We are getting an average of four new lambs a day at the high point of our lambing season. We must have over forty newborns by now. I think we are more than halfway through. I’ll be happy when we’re finished; it’s mass confusion in that lambing pen.
The order of the day now is shuffling sheep. We move the older lambs and their mothers out to the big kindergarten pen, and then finally out to pasture. The newest lambs get put in individual pens where they don’t have to compete and they can easily find their mother.
I haven’t had to bottle-feed much this year. I think that is largely due to the warmer weather. The lambs aren’t fighting the cold so they have more energy to get up and look for milk. Spring lambing is definitely the way to go. It beats winter lambing any day. Translation: sorry Rambo and Rambi – you are getting locked up from September to December again this year.
The other day I came home from work to find the Farmer on the new roof of my porch, where he was laying shingles.
“Hey – two of your lambs escaped,” he remarked, rather nonchalantly I thought.
Funny how the animals are always “mine” when they misbehave. I donned farm boots and ran out to the barnyard, in the direction of the bleating. Sure enough, two little lambs were being chased around the water trough and hay feeders by Donkey and Misty. Several ewes were in hot pursuit.
I got in between the chasers and the chasees and herded the sheep into the barn. I pushed open the door to the lambing pen and watched as two lambs and four ewes jostled their way in. Then I let myself in and surveyed the group, which was now quiet. The lambs that had been running sniffed one hind end after another until they found mothers who would let them nurse. The other two ewes went straight for the feeders to nibble on green hay laced with molasses sweet feed.
“Hey – you don’t belong in here!” I declared, tapping their fat sides with my shepherdess hook. I opened the door and pushed them out. They bleated obscenities at me in passing.
I shored up the door so that no one else could escape, and let myself back out into the main barn. Just then, a snuffling and knickering in the corner caught my attention.
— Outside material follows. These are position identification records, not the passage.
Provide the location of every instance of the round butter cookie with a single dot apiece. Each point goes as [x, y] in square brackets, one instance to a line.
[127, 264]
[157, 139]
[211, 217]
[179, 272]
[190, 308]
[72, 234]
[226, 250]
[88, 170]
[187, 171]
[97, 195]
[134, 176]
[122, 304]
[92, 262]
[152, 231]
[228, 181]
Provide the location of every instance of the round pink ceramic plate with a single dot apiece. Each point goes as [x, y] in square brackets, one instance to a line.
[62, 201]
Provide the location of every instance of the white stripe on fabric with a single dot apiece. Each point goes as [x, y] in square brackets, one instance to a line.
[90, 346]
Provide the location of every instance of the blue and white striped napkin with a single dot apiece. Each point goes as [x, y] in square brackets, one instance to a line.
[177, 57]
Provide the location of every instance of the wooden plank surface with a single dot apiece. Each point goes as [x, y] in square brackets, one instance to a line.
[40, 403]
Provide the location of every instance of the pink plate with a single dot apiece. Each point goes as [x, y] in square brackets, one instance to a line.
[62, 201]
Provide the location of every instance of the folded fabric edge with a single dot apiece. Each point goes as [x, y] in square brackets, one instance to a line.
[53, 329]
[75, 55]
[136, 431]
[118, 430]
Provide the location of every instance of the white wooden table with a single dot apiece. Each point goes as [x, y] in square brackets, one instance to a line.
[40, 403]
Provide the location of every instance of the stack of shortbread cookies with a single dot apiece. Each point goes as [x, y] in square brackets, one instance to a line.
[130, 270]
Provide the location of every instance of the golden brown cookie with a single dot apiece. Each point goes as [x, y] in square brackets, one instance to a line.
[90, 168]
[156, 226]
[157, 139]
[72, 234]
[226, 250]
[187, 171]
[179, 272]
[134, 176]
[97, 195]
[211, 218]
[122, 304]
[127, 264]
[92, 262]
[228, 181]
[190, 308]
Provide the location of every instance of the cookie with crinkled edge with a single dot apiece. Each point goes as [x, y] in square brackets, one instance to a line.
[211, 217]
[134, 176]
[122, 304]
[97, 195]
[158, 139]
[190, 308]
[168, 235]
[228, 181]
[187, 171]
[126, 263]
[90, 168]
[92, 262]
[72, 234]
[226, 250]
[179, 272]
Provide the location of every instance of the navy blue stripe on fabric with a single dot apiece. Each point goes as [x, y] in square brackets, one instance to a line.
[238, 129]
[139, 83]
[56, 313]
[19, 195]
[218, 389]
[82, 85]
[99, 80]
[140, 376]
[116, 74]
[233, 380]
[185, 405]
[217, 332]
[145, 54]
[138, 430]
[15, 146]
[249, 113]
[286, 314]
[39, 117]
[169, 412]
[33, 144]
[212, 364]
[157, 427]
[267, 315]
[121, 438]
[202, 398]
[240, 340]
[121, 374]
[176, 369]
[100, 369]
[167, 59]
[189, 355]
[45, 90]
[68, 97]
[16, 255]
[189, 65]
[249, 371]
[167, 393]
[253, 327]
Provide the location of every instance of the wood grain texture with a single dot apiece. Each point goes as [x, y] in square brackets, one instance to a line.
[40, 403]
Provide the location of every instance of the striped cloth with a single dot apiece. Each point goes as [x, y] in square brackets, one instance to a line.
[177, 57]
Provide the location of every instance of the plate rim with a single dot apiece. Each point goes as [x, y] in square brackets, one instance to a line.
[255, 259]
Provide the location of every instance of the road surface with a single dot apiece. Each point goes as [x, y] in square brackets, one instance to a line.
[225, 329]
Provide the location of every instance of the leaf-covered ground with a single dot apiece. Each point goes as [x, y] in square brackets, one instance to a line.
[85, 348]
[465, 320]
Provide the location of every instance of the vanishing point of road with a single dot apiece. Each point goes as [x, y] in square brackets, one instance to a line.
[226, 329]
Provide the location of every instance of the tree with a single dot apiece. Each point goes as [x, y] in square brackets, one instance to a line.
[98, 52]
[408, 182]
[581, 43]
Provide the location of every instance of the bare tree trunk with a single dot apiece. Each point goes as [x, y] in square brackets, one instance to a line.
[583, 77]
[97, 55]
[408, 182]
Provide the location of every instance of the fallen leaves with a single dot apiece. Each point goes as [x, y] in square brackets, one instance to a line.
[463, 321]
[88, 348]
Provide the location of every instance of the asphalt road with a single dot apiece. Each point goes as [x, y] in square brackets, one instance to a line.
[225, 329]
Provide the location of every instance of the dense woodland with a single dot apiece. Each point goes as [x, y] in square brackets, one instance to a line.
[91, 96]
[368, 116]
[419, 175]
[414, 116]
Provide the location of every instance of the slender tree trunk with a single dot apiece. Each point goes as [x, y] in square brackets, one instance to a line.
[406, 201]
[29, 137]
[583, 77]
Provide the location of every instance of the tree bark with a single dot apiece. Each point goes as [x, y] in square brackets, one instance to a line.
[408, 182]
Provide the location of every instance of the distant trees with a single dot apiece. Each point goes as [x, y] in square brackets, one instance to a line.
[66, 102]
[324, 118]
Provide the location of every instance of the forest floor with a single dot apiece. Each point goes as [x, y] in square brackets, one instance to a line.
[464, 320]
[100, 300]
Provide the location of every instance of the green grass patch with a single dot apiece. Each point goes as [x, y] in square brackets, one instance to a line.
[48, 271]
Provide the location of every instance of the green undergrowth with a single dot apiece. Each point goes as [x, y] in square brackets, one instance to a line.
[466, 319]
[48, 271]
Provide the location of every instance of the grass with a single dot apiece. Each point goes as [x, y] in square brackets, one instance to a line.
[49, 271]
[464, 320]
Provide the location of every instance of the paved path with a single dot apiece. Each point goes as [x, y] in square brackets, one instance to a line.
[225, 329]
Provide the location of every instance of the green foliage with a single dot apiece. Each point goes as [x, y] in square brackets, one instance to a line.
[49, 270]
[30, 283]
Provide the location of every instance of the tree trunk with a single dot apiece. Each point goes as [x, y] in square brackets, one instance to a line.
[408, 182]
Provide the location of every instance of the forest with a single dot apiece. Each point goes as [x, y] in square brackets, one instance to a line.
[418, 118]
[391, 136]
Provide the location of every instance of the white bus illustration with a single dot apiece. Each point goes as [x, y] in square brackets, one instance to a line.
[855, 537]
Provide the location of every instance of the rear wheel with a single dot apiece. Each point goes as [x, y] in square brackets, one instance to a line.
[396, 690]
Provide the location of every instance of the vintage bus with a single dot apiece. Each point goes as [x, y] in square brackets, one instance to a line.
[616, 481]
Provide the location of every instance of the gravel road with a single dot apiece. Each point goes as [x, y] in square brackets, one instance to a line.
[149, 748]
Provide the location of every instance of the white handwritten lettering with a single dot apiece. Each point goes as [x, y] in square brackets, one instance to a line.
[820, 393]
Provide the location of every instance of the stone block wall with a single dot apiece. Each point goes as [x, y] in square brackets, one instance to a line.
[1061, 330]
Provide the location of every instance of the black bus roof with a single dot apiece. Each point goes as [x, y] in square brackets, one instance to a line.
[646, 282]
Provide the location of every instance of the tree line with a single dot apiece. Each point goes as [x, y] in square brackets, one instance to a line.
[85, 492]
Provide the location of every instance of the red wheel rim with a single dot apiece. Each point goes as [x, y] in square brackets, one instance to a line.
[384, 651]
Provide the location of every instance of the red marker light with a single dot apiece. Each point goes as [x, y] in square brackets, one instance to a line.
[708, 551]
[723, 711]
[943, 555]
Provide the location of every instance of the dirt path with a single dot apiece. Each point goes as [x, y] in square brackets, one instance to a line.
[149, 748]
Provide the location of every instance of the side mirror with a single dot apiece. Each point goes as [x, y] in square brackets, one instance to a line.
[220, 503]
One of the more mature ewes had retreated to the darkest corner of the barn before giving birth to triplets. She was busily cleaning two of the babies with her tongue, darting from one to the other. Sadly, I noticed a third baby still in its birth sack on the ground. With gloved hands I pulled at the sack to free it but it had likely been born dead. The mother had already cleared its breathing passages. She had probably sensed that it was a still birth, and moved on to the live ones. But she kept returning to her third lamb, and licked and knickered at it in an attempt to rouse it back to life. I decided to barricade the little family in the corner with a fence for privacy. I put hay and water in there, and left them for an hour.
Eventually she followed me as I moved her two live lambs into the lambing pen. You can’t tell me that sheep don’t understand loss. The ewe knickered a farewell to her stillborn lamb and looked me right in the eye as I led her away from the birth site and into the pen with her two healthy babies.
Tomorrow we will leave the door to the large pen open, to allow the biggest lambs and their mothers to graze in the front field. The Farmer has already moved the cows out to the second field. They had to duck under the electric fence to get in there. How he convinced Big Betty to do that, I’ll never know. The man has secret powers.
All in all, things are looking pretty good by May 1 on the Fisher Farm.